Grow a rose bush in a sunny location where it will receive full sun daily. Roses also like well-draining soil, so before planting, amend your garden soil if necessary with peat moss or compost.
Water your rose consistently so it receives 1 inch of water weekly. Soak the soil to a depth of 6 inches using a drip irrigation system or soaker hose, and feel the soil before watering to be sure the top 2 inches have dried out.
Feed your rose three times per year. The first time should be in the early spring as soon as the leaf buds appear; the second, once the first blooming begins; and the third, in late summer, but no later than August. For each feeding, use one tbsp. of a high-phosphorus fertilizer, 5-10-5, per plant working into the top 4 inches of the soil; water well. Phosphorus is the second number on the fertilizer bag and encourages plenty of blooms.
Prune the rose in early spring when the leaf buds swell, but before the first blooms.
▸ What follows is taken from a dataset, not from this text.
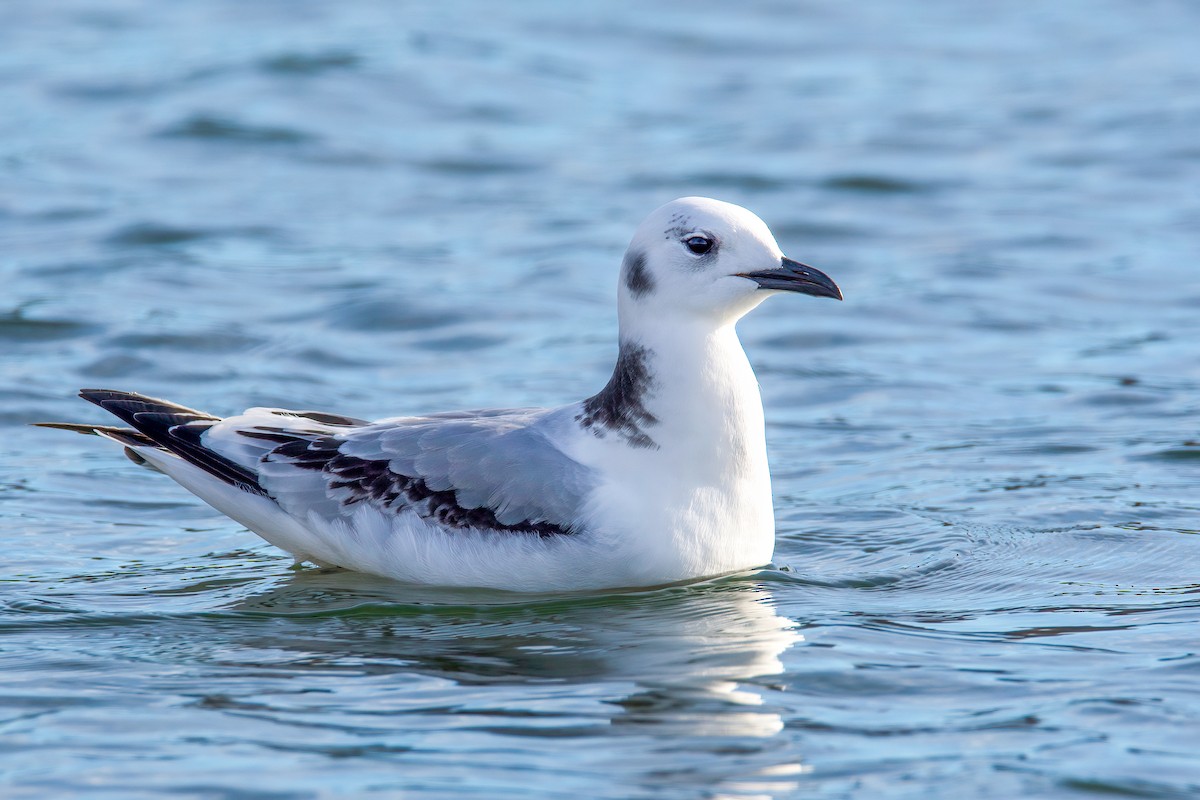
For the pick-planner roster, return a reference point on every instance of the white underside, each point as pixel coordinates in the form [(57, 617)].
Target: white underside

Cut back dead wood and/or weak growth, such as canes smaller than the diameter of a pencil, to the ground and shape the rose bush by cutting healthy canes back 1/3. Throughout the growing season, cut off old blooms as soon as they die to encourage new growth. Stop cutting off blooms in early fall to signal to the rose that it is ready to go dormant.
Apply a 2-inch layer of mulch around the rose in early spring before the blooming begins. Mulch such as shredded bark, chopped leaves or wood chips help reduce weeds and maintain the moisture in the soil.
Check your rose often for pests such as aphids or red spider mites and treat by picking off of the leaves and wiping the leaves down with a damp cloth. Apply rubbing alcohol to the pests using a cotton swab dipped in rubbing alcohol to kill immediately. Check the foliage for fungus and immediately cut off the affected leaves to keep from spreading. Treat with a fungal spray available at your local gardening store.
Provide winter protection by applying a 3- to 4-inch layer of straw around the rose after the first frost. Add a few inches of top soil over the straw. Then place a burlap sack over the entire bush filling the inside with straw to insulate from the cold weather and winds. Tie the burlap closed with twine or clips.Remove in late spring after the last frost.